Tesla-Käufer müssen Umweltbonus zurückzahlen

Das Bundesamt für Wirtschaft und Ausfuhrkontrolle (BAFA) fordert von rund 800 Tesla-S-Käufern den Umweltbonus zurück. Tesla klagt nun dagegen.

Tesla S auf der Straße

Tesla S: Unklarheiten um den ursprünglichen Nettopreis des Elektroautos sorgen derzeit für viel Ärger.

Seit nunmehr zwei Jahren können Käufer eines Elektroautos beim BAFA den sogenannten Umweltbonus beantragen – ein Förderbetrag, mit dem die Bundesregierung das Thema Elektromobilität für Neukunden reizvoller machen möchte. Ziel ist es, langfristig eine verminderte Schadstoffemission auf den Straßen zu erreichen. Käufer können so 4.000 Euro sparen, von denen eine Hälfte das Amt übernimmt und die andere vom Hersteller als Rabatt gewährt wird. Das gilt allerdings nur, wenn der Nettopreis des Fahrzeugs nicht mehr als 60.000 Euro beträgt. Das soll bei dem besagten Modell von Tesla nicht der Fall gewesen sein, so die Argumentation des BAFA.

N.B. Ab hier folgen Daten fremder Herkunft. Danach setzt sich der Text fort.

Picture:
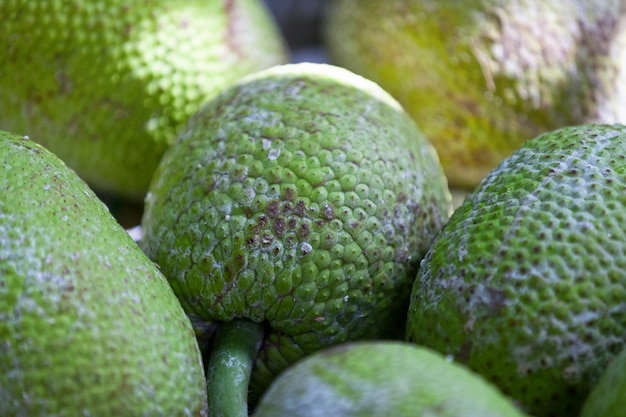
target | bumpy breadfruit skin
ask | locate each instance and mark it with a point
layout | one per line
(106, 84)
(303, 197)
(526, 284)
(88, 325)
(480, 77)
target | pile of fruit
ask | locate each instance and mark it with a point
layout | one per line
(428, 223)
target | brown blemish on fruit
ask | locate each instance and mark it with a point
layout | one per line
(273, 208)
(279, 226)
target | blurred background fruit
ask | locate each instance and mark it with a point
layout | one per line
(106, 84)
(608, 397)
(373, 379)
(482, 76)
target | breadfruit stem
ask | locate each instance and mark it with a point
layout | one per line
(232, 357)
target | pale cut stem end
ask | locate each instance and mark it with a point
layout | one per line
(231, 360)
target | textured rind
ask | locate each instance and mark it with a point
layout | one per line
(106, 84)
(526, 284)
(608, 397)
(482, 77)
(88, 325)
(368, 379)
(303, 197)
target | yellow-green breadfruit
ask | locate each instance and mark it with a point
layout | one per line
(297, 204)
(482, 76)
(88, 325)
(105, 84)
(526, 284)
(382, 378)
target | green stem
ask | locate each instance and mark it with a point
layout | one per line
(235, 348)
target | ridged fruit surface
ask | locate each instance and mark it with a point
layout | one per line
(526, 284)
(371, 379)
(88, 325)
(481, 77)
(304, 198)
(106, 84)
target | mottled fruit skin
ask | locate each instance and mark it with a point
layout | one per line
(106, 84)
(481, 77)
(526, 284)
(303, 197)
(381, 378)
(608, 398)
(88, 325)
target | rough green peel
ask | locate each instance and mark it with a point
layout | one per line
(88, 325)
(302, 198)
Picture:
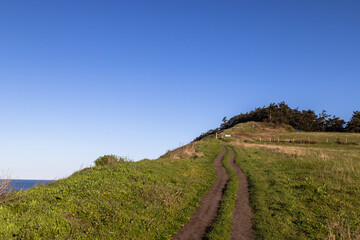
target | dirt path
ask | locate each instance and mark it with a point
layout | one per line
(242, 227)
(205, 214)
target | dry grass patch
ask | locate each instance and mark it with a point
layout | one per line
(187, 151)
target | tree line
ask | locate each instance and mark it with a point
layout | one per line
(301, 120)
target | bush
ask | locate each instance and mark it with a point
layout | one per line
(107, 160)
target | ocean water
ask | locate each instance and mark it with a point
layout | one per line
(25, 184)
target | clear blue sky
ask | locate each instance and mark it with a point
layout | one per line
(80, 79)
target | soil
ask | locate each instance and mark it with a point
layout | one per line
(205, 214)
(242, 215)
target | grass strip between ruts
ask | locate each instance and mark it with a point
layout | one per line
(221, 228)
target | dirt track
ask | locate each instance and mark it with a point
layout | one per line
(205, 214)
(242, 227)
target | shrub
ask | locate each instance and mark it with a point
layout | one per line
(107, 160)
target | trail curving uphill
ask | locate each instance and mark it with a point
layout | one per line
(205, 214)
(242, 227)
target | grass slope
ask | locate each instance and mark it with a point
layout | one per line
(302, 191)
(150, 199)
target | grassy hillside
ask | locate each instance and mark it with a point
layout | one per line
(302, 185)
(149, 199)
(300, 191)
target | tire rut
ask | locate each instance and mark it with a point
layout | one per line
(204, 216)
(242, 215)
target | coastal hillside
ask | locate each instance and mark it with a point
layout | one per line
(300, 185)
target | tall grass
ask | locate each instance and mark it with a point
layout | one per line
(303, 192)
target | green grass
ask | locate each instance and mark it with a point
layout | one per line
(149, 199)
(303, 192)
(221, 228)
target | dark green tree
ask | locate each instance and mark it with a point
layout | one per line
(334, 124)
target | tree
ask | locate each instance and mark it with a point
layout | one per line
(354, 124)
(334, 124)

Tesla-S angeblich nie in Basisaustattung erhältlich gewesen

Tesla hatte sein Model S hierzulande in einer Basisaustattung für einen Preis unterhalb des Grenzbetrages angeboten, der durch verschiedene Extras aber deutlich angehoben werden konnte. Das Fahrzeug soll dabei aber gar nicht erst in der besagten Basisversion erhältlich gewesen sein. Das ist angeblich erst ab dem 6. März möglich gewesen, weshalb das zuständige Bundesamt die Prämie nun von allen Käufern zurückfordert, die das Fahrzeug schon vorher erstanden haben.

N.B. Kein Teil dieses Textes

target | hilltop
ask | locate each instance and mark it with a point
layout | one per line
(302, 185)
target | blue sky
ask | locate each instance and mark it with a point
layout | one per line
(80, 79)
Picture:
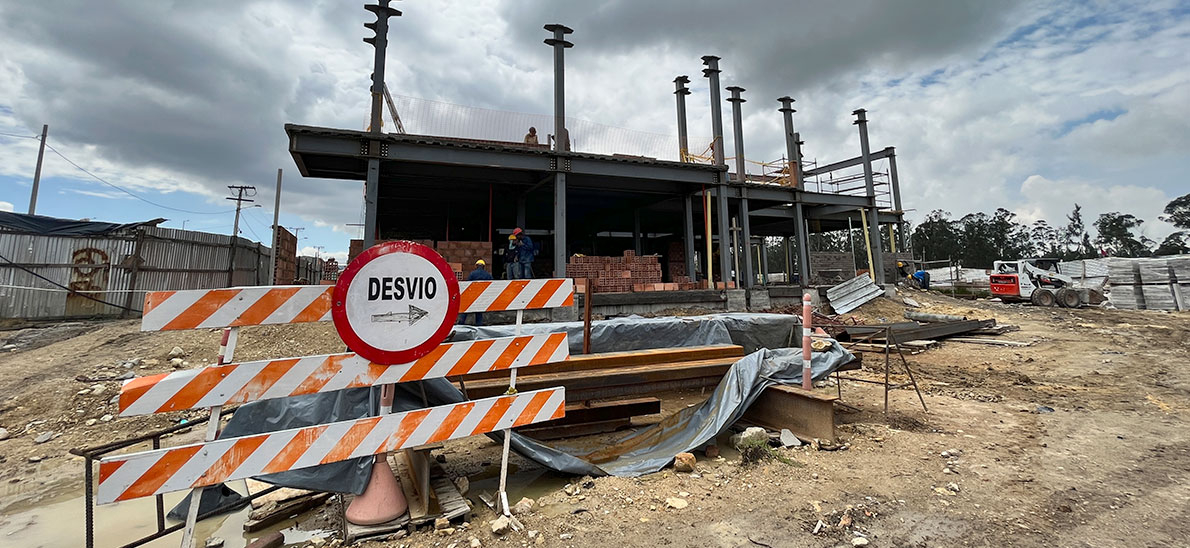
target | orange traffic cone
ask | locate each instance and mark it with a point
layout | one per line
(382, 499)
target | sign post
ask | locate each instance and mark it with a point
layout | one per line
(394, 303)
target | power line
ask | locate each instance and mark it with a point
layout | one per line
(14, 134)
(129, 191)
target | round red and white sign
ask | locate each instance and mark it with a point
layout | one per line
(395, 302)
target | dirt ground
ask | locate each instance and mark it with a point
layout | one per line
(1077, 440)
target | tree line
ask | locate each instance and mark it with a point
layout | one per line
(977, 239)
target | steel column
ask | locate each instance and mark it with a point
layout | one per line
(681, 92)
(689, 237)
(559, 225)
(716, 126)
(559, 44)
(791, 150)
(636, 231)
(896, 201)
(371, 195)
(746, 278)
(877, 264)
(803, 244)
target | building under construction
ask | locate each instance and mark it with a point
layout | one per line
(705, 219)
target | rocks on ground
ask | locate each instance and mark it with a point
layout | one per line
(683, 463)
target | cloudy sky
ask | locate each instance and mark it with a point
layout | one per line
(1028, 106)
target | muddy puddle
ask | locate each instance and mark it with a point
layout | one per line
(58, 522)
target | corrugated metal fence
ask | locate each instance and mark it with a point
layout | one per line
(118, 269)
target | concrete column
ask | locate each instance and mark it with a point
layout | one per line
(874, 226)
(689, 237)
(901, 240)
(636, 231)
(791, 150)
(559, 225)
(803, 244)
(681, 92)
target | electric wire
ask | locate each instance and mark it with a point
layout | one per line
(129, 191)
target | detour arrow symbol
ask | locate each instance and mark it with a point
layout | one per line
(411, 316)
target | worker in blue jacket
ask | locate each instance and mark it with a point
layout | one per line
(478, 275)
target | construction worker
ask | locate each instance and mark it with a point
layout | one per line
(525, 253)
(512, 262)
(478, 274)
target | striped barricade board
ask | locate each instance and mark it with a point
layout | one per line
(158, 471)
(235, 307)
(265, 379)
(215, 460)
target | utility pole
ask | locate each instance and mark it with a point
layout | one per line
(240, 191)
(276, 231)
(37, 172)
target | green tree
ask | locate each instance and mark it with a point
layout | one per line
(1118, 238)
(1177, 212)
(937, 237)
(1076, 243)
(1045, 239)
(1173, 244)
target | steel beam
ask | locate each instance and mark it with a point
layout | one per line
(847, 163)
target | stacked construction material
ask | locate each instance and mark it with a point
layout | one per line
(617, 274)
(1150, 283)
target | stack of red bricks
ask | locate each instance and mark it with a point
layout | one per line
(615, 274)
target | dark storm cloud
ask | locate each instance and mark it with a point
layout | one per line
(775, 44)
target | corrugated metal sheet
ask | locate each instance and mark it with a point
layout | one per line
(852, 294)
(105, 268)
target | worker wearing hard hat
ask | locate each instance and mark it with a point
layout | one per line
(525, 253)
(512, 262)
(478, 275)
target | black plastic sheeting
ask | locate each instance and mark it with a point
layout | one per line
(634, 333)
(686, 430)
(54, 226)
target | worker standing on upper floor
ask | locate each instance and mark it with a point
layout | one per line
(525, 253)
(512, 262)
(478, 275)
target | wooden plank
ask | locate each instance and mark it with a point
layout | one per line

„Ziel des BAFA war es, eine Lösung zu erreichen, durch die die Kunden schadlos gestellt würden. Im Verlauf der Gespräche hatte das BAFA dem Hersteller Tesla die Möglichkeit eingeräumt, bis Anfang Juli 2018 einen Lösungsvorschlag zu entwickeln. Von diesem Angebot hat der Hersteller keinen Gebrauch gemacht”, heißt es dazu in der entsprechenden Mitteilung des Amts.

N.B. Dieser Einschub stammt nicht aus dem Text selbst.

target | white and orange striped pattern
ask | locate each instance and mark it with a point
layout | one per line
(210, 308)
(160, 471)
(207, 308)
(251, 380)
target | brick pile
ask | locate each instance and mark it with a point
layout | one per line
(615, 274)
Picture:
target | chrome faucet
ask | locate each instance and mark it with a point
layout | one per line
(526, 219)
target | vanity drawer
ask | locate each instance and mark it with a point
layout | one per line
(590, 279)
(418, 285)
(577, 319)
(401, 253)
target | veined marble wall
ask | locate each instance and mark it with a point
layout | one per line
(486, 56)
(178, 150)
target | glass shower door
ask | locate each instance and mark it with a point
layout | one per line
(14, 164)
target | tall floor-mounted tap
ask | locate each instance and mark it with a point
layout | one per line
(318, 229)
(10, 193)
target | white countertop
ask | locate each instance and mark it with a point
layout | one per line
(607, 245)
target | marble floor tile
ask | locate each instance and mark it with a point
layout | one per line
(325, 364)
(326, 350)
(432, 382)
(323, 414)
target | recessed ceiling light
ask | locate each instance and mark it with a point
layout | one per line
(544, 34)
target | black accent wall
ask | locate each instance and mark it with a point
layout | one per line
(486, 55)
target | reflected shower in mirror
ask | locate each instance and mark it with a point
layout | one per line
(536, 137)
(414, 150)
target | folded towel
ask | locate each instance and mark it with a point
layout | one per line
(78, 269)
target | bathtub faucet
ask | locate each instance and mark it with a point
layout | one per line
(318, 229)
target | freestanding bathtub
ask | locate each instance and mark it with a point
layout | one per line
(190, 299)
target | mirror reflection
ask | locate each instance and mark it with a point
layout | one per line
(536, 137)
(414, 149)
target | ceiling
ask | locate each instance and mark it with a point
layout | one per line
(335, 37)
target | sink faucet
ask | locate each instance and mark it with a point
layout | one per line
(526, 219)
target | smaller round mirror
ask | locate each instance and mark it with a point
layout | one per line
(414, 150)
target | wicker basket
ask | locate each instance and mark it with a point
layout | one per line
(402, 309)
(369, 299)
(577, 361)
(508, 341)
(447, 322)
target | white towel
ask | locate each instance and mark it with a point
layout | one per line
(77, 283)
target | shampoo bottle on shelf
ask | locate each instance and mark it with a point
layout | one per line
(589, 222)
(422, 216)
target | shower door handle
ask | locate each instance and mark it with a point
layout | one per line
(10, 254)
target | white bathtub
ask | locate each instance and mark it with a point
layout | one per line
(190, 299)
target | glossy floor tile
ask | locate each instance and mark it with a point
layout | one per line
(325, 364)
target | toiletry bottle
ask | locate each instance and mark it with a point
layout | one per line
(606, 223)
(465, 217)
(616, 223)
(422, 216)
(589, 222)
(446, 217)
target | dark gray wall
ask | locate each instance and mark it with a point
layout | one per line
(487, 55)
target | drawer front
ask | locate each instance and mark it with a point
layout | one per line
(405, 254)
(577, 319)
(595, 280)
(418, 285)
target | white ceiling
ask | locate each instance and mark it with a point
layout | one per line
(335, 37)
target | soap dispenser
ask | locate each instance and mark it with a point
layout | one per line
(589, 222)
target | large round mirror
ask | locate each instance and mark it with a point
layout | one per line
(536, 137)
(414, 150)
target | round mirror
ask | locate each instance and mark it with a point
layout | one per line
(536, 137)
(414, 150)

Klage vor dem Verwaltungsgericht Frankfurt

Tesla möchte diesen Vorgang wiederum nicht hinnehmen und klagt nun vor dem Verwaltungsgericht Frankfurt gegen die Entscheidung. Der Konzern behauptet, dass das Basismodell jederzeit erhältlich war und in dem besagten Zeitraum auch ausgeliefert wurde. Die zurückgeforderten Prämien wolle man nun auslegen. Darüber hinaus behaupten Sprecher der Firma, dass die Preisgrenze von 60.000 Euro bewusst gesetzt wurde, um Tesla von dem Förderprogramm auszuschließen. Auf dieser Basis wollte man eigentlich Beschwerde bei der EU-Kommission einlegen. Mit der vergünstigten Variante des Model S habe man sich schließlich in der Mitte getroffen.